Bisher war es fast ein wenig still rund um das 75-jährige Bestehen der heutigen Musik und Kunst Privatuniversität der Stadt Wien (MUK). Das liegt zum einen an der noch immer anhaltenden Corona-Pandemie, andererseits hat die Universität bewusst einen anderen Weg gewählt, um dieses Jubiläum zu begehen. Die Entstehungsgeschichte der Institution wurde in einem langjährigen Prozess wissenschaftlich aufgearbeitet, die Geschehnisse vor, während und nach dem Nationalsozialismus kritisch reflektiert. Die Ergebnisse werden und wurden rund um das Jubiläumsjahr präsentiert.

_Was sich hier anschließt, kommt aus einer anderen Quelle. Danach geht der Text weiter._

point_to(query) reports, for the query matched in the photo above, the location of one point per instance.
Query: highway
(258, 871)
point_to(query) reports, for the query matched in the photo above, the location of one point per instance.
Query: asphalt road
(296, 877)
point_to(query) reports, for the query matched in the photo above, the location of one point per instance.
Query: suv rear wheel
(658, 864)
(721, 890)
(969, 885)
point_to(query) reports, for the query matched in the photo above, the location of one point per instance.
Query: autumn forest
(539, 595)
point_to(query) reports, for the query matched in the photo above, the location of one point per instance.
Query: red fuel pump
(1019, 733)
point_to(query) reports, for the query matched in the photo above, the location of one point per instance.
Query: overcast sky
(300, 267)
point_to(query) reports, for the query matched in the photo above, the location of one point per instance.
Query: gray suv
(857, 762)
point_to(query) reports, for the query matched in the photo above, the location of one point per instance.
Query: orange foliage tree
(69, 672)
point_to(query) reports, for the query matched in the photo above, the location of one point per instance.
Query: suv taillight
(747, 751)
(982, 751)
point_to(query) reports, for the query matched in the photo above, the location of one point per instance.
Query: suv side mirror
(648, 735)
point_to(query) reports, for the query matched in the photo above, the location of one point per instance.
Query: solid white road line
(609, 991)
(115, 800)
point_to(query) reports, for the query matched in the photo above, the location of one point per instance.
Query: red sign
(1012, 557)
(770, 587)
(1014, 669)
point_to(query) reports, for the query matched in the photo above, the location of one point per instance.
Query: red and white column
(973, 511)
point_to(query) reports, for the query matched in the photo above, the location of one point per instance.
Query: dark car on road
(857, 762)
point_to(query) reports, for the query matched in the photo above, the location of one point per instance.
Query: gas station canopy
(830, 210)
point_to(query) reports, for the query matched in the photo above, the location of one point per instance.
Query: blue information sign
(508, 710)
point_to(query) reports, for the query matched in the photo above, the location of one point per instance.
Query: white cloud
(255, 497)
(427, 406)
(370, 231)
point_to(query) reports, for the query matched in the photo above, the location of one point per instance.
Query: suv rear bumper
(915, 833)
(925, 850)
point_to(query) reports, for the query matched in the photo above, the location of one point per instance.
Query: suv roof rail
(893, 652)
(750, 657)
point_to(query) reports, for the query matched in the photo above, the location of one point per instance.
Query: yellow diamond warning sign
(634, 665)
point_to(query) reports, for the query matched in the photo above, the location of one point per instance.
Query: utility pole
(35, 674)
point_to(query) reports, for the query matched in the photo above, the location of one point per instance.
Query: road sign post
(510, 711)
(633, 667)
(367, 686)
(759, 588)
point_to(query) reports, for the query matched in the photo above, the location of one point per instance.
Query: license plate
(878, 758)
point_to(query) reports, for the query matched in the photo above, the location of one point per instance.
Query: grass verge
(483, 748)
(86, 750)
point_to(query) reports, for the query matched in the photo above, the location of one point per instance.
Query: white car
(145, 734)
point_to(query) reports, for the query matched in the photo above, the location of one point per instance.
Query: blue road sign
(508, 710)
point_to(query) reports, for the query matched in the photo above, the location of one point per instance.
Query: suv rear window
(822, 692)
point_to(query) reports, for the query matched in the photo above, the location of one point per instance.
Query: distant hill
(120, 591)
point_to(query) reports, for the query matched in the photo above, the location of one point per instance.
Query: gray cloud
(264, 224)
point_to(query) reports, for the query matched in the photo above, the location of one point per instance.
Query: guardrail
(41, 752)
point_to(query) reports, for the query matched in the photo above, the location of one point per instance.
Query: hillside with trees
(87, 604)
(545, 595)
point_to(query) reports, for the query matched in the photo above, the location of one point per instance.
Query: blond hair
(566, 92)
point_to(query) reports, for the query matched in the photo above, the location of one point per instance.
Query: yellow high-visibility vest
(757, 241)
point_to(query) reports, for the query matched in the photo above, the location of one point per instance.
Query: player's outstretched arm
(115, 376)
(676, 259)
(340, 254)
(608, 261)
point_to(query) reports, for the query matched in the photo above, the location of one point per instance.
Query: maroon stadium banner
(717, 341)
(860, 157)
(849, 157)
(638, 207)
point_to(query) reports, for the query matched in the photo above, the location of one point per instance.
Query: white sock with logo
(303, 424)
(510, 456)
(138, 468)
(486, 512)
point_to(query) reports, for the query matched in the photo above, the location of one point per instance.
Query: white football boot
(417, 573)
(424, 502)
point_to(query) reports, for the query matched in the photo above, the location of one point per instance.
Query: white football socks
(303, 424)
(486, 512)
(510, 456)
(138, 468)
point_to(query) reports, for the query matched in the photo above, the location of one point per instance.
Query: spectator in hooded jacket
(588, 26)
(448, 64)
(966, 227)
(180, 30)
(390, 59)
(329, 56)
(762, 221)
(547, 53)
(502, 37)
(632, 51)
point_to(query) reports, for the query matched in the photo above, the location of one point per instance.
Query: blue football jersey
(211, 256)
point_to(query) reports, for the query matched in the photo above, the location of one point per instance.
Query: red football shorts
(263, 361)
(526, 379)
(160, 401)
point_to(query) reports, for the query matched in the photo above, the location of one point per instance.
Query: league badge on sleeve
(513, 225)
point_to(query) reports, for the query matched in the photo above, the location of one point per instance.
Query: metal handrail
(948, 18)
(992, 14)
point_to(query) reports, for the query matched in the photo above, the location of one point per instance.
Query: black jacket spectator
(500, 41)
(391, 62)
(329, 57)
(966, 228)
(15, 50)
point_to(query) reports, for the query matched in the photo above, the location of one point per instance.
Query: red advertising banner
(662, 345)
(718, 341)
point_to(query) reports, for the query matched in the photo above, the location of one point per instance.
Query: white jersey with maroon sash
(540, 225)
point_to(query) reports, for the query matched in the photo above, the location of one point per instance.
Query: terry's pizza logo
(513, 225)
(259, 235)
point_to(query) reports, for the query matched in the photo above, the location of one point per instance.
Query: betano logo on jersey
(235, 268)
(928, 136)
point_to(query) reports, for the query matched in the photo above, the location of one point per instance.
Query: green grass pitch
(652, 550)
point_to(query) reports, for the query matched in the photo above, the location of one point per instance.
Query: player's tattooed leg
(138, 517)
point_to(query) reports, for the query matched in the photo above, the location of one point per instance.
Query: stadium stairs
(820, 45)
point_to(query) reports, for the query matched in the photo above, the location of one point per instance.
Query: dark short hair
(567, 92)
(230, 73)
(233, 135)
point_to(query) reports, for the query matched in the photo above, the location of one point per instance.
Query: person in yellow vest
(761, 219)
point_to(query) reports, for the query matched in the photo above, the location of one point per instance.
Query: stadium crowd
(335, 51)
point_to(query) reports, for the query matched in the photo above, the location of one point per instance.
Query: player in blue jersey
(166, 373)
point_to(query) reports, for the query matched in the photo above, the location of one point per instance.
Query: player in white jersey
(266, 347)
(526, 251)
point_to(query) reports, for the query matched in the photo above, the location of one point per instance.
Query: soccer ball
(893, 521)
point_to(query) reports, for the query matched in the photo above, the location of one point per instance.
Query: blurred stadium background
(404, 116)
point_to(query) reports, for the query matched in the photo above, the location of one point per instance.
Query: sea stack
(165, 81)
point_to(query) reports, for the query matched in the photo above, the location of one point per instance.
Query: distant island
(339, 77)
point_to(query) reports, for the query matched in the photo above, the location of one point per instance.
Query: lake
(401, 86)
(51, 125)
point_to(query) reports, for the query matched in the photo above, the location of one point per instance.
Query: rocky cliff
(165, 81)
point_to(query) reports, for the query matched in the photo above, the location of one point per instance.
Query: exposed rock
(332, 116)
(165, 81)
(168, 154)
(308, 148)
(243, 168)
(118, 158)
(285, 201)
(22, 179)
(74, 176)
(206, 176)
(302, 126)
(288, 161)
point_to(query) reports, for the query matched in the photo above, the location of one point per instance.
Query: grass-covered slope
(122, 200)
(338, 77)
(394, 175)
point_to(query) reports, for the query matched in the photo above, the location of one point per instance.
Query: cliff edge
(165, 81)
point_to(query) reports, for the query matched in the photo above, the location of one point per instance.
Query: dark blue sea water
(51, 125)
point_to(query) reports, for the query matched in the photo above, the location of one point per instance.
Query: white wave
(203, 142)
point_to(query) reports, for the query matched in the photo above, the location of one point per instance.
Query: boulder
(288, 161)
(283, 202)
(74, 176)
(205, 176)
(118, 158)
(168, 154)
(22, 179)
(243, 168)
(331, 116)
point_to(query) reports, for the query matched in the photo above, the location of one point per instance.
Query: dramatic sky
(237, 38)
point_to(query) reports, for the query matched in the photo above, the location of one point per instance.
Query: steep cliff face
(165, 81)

„Bewusste Erinnerungskultur ist seit gut zwei Jahrzehnten ein konstituierendes Element der Kulturstadt Wien. Anlässlich ihres 75-jährigen Bestehens stellt sich auch die einzige Universität im Eigentum der Stadt Wien verantwortungsvoll ihrer Vergangenheit. Dadurch wird nicht nur ein wertvoller Beitrag zur Vergangenheitsbewältigung des Hauses geleistet, sondern auch eine lange bestehende Forschungslücke geschlossen“, hält Rektor Andreas Mailath-Pokorny fest.
Die Anfänge nahm das wissenschaftliche Forschungsprojekt „Hausgeschichte—Zeitgeschichte“ bereits im Jahr 2014. Ab da begann die Universität, zuerst in Einzelveranstaltungen, später systematisch die bis zum Zeitpunkt unklar formulierte Gründungsgeschichte der heutigen MUK aufzuarbeiten. Rund um Susana Zapke (MUK) und Oliver Rathkolb (Universität Wien) hat sich ein engagiertes Team gebildet, um die Vergangenheit der Institution, vor allem in der Zeit von 1938 bis 1945, zu beforschen. Diese Bestrebungen mündeten in der 300 Seiten starken Publikation unter dem Titel „Die Musikschule der Stadt Wien im Nationalsozialismus: Eine ‚ideologische Lehr- und Lerngemeinschaft‘“.
Nur wenige Monate nach dem „Anschluss“ an das Deutsche Reich erfolgte im August 1938 die öffentliche Bekanntgabe der Gründung der Musikschule Wien. Das im Jahr 2020 erschienene Buch reflektiert die ideologische Gleichschaltung des Wiener Musikschulwesens während der NS-Herrschaft und untersucht die inhaltlichen Auswirkungen der NS-Ideologie auf die Kulturszene Wiens. Im Zuge dieser Recherchen wurde zudem ein Online-Gedenkbuch zur Erinnerung an Lehrende und Studierende, die unter dem NS-Regime verfolgt wurden, aufgebaut. Das Gedenkbuch wird noch im Dezember dieses Jahres freigeschaltet, ist als interaktive Seite konzipiert und wird durch laufende Forschungsergebnisse ergänzt.
Die Vergangenheit in Erinnerung rufen
Das Wissen aus dem für die Uni wertvollen Aufarbeitungsprozess bildet auch Basis einer mehrsprachigen Gedenktafel, die an der Fassade der MUK am Standort Johannesgasse 4a im Ersten Wiener Gemeindebezirk angebracht wurde. Die Tafel erinnert an eine Zeit, die so lange im Dunkeln blieb und soll das Bewusstsein für die Geschichte bei Studierenden, Lehrenden und Mitarbeiter*innen sowie in der breiten Öffentlichkeit verankern. Im Rahmen einer Gedenkveranstaltung wird auch die persönliche Übergabe eines Buchs an die rechtmäßigen Erben erfolgen.
Im Herbst 1945 erfolgte durch die neu konstituierte Stadtregierung die Gründung der Musiklehranstalten der Stadt Wien, bestehend aus dem Konservatorium, den Musikschulen und der Kindersingschule. Damit wurde der Regelbetrieb am Standort Johannesgasse nach dem Krieg wieder aufgenommen. Die Broschüre „75 Jahre MUK – Eine Keimzelle der Kulturstadt Wien“ von Georg Leyrer schließt mit ihren Erzählungen und Anekdoten direkt an diese Zeit an und widmet sich der Entwicklung der Musik und Kunst Privatuniversität von 1945 bis heute. Der Autor und Redakteur erzählt von Menschen und ihrer Haltung, die diese Institution in den vergangenen Jahrzehnten maßgeblich geprägt haben. Die MUK blickt auf eine Zeit großer Veränderungen zurück — vom Konservatorium zur Universität. Nach einem kritisch-reflektierten Blick auf die Geschichte folgt nun ein freudig gestimmter auf die Zukunft.